The Cost of Having No Supervisor
Veracode's 2025 report found that 45% of AI-generated code contains security vulnerabilities. Java code failure rates hit 72%.
Out of Lovable's 1,645 apps examined, 170 allowed anyone to access user data. Lovable's built-in security scanner only caught 66% of the issues.
And this is not new. Just a few years ago, companies were still storing passwords in plaintext. Nobody stopped them.
The AI Opportunity
There was always a practical reason for not doing rigorous phase-by-phase inspection in software: cost. Reviewing every step would destroy velocity. Staffing an independent inspection team was prohibitively expensive. And human QA could be gamed -- those who lacked technical depth could only perform superficial checks, while those with deep expertise tended to sympathise with the developers.
AI changes this equation.
Li put it well: "AI's compliance is better than humans'. Run it multiple times, have five AIs review each other -- the enforcement rate is remarkably high."

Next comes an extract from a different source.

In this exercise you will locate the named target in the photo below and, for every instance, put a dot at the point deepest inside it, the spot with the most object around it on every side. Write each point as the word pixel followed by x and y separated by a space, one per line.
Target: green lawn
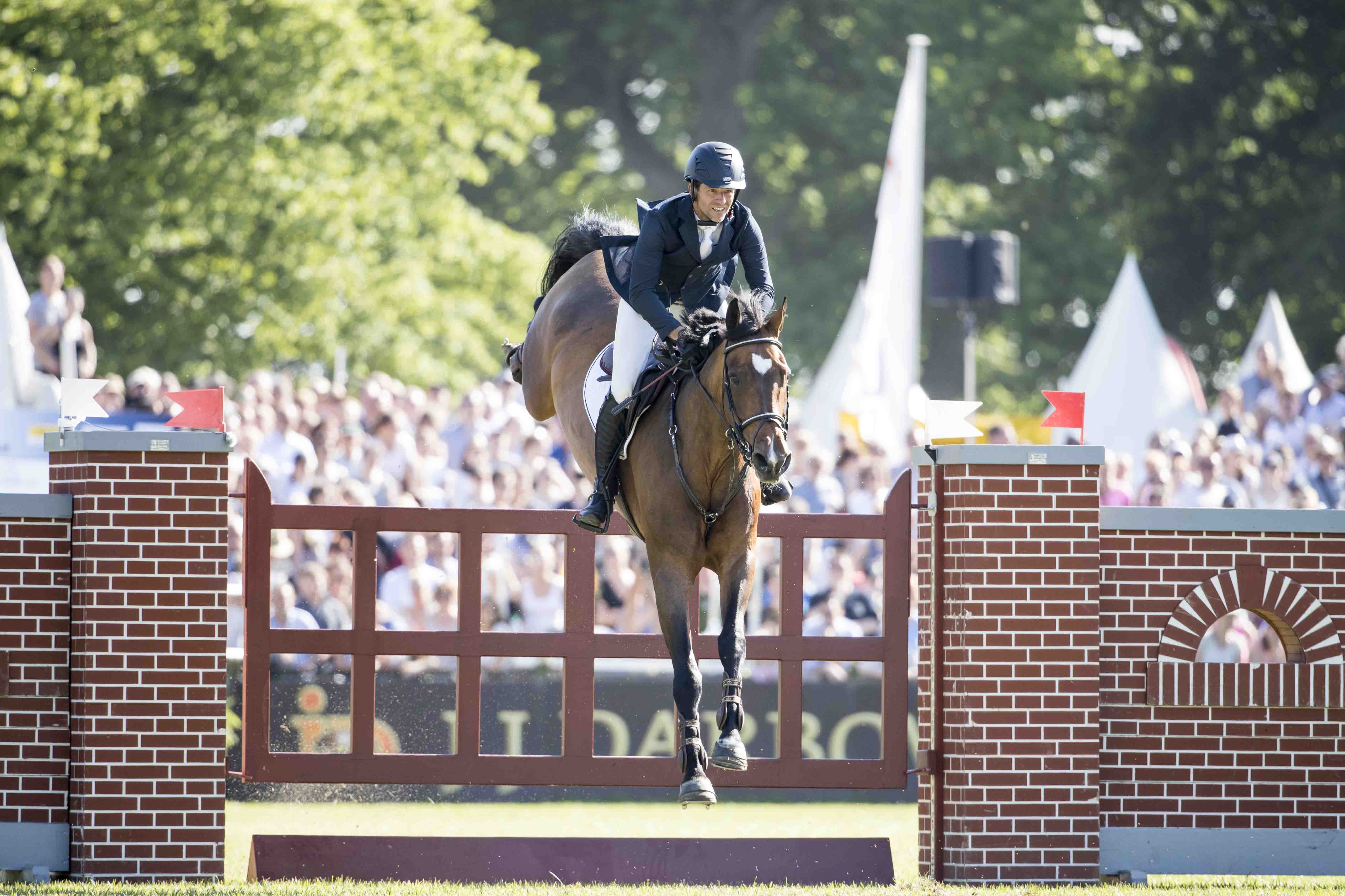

The cost of enforcing standards drops to near zero. Running extra review passes costs a few tokens. AI does not get pressured by a manager to let things slide.
Standards are also making a comeback. GitHub open-sourced Spec Kit, pushing a "spec first, code second" approach. This is essentially the software equivalent of civil engineering's blueprints and specifications.
What a Code Supervisor Should Look Like
Borrowing from civil engineering, several elements are non-negotiable.
Independence. It cannot belong to the development team. It cannot be hostage to the project timeline. It could be a standalone agent or service, but it must not be "one of us."
Veto power. Not "I suggest you fix this" but "this does not pass, therefore it does not merge and does not deploy." Enforced by process, not goodwill.
Standards-based inspection. A code supervisor does not need to understand business logic. It inspects against codified standards, item by item. A construction supervisor does not need to know how to lay bricks -- they need to know how to measure.
Traceability. Every inspection is recorded. When something goes wrong, there is an audit trail.
We already have fragments: pre-commit hooks, CI checks, security scanners. But they are all optional. None carry veto power. A real code supervisor would integrate these into a hard constraint -- a gate that cannot be bypassed.
Conclusion
Software engineering is missing a role: an independent inspector with veto power who verifies against standards. Civil engineering has it. Software does not. So quality depends on luck.
AI makes this role economically viable for the first time. What was too expensive before is now nearly free.
But open questions remain. What should software "standards" look like? Who defines them? Without legal accountability, how do you make veto power actually stick?
In your team, who plays the supervisor role? Or does nobody?
Originally written in Chinese. Translated by the author.